Neil's line on Brexit will probably be "we've already voted, why should we vote again - why not give up?"
 

Rodelero

Member
Farron will probably side step any religious stuff and ask for better questions. I hope so, I suspect most watching don't want to hear about Christianity either.

I think it's fairly obvious that Neil has no interest in asking useful questions, and would prefer to ask the most awkward questions possible even if they've already been answered comprehensively many times over. Farron will be asked about religion, LGBT issues, abortion for at least ten minutes, mark my words.
 
Oh yes, that will feature heavily. Which is why Farron needs to be able to say "I have some religious views that are my own, but here's stuff I've done which shows I'm a liberal."
 

D4Danger

Unconfirmed Member
the IRA stuff seems to be hyper emotive for some people in the media but gets almost no play to the wider election coverage. I mean almost half the interview was about it the BBC are running with the Trident question. I don't know if I'd say it's a non-issue but it feels a bit inside baseball even for people who follow this.

Oh yes, that will feature heavily. Which is why Farron needs to be able to say "I have some religious views that are my own, but here's stuff I've done which shows I'm a liberal."

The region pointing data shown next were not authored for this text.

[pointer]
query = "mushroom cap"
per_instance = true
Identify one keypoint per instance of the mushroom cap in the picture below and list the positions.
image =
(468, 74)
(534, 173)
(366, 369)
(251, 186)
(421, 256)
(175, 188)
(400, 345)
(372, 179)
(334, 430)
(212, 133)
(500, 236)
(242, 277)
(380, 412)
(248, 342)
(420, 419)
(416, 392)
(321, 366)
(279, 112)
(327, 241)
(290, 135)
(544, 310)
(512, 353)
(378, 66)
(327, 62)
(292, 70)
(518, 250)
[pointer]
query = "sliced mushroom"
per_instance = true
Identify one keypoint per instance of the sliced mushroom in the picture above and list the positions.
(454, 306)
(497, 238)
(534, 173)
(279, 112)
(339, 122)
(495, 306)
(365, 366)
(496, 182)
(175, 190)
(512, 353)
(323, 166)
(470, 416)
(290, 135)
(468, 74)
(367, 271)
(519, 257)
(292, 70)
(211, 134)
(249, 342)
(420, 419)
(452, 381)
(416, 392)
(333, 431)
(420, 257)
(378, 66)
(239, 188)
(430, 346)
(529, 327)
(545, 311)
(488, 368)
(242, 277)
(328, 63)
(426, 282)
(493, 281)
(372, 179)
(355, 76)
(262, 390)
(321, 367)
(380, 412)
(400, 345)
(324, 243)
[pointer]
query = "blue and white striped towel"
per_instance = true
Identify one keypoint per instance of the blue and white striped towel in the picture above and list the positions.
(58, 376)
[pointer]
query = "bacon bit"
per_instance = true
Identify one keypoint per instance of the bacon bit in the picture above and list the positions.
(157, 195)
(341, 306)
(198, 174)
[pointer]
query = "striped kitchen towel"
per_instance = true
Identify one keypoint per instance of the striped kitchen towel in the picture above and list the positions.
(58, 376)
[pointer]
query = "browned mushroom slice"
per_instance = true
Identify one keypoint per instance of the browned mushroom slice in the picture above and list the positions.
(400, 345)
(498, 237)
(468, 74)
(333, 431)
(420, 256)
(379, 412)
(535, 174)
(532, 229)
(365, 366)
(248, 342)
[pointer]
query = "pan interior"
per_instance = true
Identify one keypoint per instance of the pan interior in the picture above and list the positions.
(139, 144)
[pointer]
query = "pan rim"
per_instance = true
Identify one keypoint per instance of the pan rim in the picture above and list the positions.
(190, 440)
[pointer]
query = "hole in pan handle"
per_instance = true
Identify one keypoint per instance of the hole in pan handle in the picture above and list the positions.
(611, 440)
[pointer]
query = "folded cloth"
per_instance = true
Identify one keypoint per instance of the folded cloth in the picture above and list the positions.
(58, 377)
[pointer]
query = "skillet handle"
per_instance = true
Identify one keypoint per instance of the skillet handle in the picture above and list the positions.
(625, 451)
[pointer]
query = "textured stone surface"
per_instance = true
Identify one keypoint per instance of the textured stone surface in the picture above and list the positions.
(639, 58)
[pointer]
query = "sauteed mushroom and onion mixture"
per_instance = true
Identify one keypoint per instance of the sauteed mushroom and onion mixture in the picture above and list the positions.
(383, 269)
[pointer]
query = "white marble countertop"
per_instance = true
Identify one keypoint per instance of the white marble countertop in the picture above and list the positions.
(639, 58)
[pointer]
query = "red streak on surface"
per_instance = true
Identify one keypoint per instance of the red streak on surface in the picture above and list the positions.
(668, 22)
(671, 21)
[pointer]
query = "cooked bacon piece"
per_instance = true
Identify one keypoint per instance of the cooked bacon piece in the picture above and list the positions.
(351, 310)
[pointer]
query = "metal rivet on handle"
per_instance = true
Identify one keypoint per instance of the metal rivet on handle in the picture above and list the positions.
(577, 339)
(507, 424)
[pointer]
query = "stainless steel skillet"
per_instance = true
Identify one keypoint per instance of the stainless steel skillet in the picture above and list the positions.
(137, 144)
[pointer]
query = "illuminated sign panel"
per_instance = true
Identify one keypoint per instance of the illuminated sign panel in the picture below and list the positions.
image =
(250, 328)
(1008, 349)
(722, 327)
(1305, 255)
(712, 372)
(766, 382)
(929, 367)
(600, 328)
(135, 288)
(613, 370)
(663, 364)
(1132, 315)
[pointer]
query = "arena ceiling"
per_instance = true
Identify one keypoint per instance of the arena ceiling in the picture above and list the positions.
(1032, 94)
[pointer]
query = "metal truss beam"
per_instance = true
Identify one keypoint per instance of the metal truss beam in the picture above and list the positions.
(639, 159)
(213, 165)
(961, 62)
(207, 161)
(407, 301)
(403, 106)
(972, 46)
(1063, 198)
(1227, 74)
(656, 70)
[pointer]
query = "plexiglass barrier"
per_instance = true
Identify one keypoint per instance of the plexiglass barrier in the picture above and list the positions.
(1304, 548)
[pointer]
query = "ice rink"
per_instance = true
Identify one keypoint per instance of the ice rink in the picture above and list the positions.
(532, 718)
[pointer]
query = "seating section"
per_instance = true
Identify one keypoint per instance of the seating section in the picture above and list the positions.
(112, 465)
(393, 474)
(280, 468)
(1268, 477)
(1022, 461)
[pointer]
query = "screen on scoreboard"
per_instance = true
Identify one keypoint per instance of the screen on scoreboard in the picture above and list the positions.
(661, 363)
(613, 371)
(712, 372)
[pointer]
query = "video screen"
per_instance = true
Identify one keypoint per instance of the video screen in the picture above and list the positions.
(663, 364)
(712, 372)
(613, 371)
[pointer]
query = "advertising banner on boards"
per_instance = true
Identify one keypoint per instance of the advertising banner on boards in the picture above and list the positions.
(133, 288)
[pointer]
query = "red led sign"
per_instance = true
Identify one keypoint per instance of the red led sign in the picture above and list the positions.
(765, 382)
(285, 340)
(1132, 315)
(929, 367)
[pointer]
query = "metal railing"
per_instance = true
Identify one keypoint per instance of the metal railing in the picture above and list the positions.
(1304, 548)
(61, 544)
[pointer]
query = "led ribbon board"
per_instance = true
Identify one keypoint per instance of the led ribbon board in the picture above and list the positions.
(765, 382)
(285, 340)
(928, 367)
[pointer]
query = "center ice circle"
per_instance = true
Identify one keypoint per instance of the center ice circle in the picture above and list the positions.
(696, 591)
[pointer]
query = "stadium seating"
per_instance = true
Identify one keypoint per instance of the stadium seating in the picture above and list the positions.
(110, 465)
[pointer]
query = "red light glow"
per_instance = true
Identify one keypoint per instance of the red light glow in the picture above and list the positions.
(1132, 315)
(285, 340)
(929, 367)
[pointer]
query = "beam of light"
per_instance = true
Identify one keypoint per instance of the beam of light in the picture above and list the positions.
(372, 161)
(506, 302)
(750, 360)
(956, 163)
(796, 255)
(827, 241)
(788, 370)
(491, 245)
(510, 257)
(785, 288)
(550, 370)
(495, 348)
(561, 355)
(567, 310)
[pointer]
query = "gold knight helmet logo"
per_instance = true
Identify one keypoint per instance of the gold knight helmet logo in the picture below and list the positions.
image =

Notice that this never once comes up for May. I'd love to see her try and reason some of her decisions against the values of her religion.
 

Jezbollah

Member
That's the thing about the Troubles, if you were in the British military or security services then you died a martyr and a hero and everyone's supposed to have infinite sympathy for you. But if you were a catholic civilian killed by the army, or the RUC, or the UDA under tacit approval of the government no-one gives a shit and you might as well not exist. The way the Troubles are treated in England is basically IRA bad, Our Boys good. Everyone's forgotten what the British were getting up to over there and it's one-sided, ahistorical, and frankly disgusting.


EDIT: I bet if you asked journalists working today who the UDA or the UDR were they wouldn't be able to tell you

Yep I was going to add a line in there too to mention those killed by unionist organisations. Heartache and anger on both sides that wont be forgotten soon.
 
The trident question also pissed me off, Corbyn made his position perfectly clear.

He doesn't believe in it but it was voted for so he is respecting that vote.

Why is that controversial? I mean if that's such a problem why didn't Andrew hound May about being remain yet now being hard brexit?
 
Yep I was going to add a line in there too to mention those killed by unionist organisations. Heartache and anger on both sides that wont be forgotten soon.

It's fucking galling. Members of the DUP, who were the political front for loyalist mobs that terrorised Catholic communities for decades and started the remilitarisation of the conflict by attacking non-violent civil rights demonstrations, are allowed to pontificate about Corbyn's closeness with the PIRA without any kind of challenge at all. It's sickening

EDIT: and look, for all the talk of "both sides" they aren't really equivalent. Most people killed by republican forces were military or police; most killed by the army, police, or loyalist militias were civilians. There's no justification for killing innocents, but one side did it less than the other and yet they're the ones who are villainised.
 
I think it's fairly obvious that Neil has no interest in asking useful questions, and would prefer to ask the most awkward questions possible even if they've already been answered comprehensively many times over. Farron will be asked about religion, LGBT issues, abortion for at least ten minutes, mark my words.

Possibly, hopefully 5 minutes.

Did you watch the May interview? Dodge dodge dodge, the complete opposite of answering "comprehensively many times over", maybe read through this thread as well, not just me who thinks that. I'll give you Corbyn at one point he did answer comprehensively without giving a single line answer.
 

jelly

Member
Michael Fallon just got destroyed on Channel 4 good lord

Do tell.

I wish the media would go in on the politicians views more, they are so easily destroyed but the journalists usually just let them off or repeat what they said without challenge.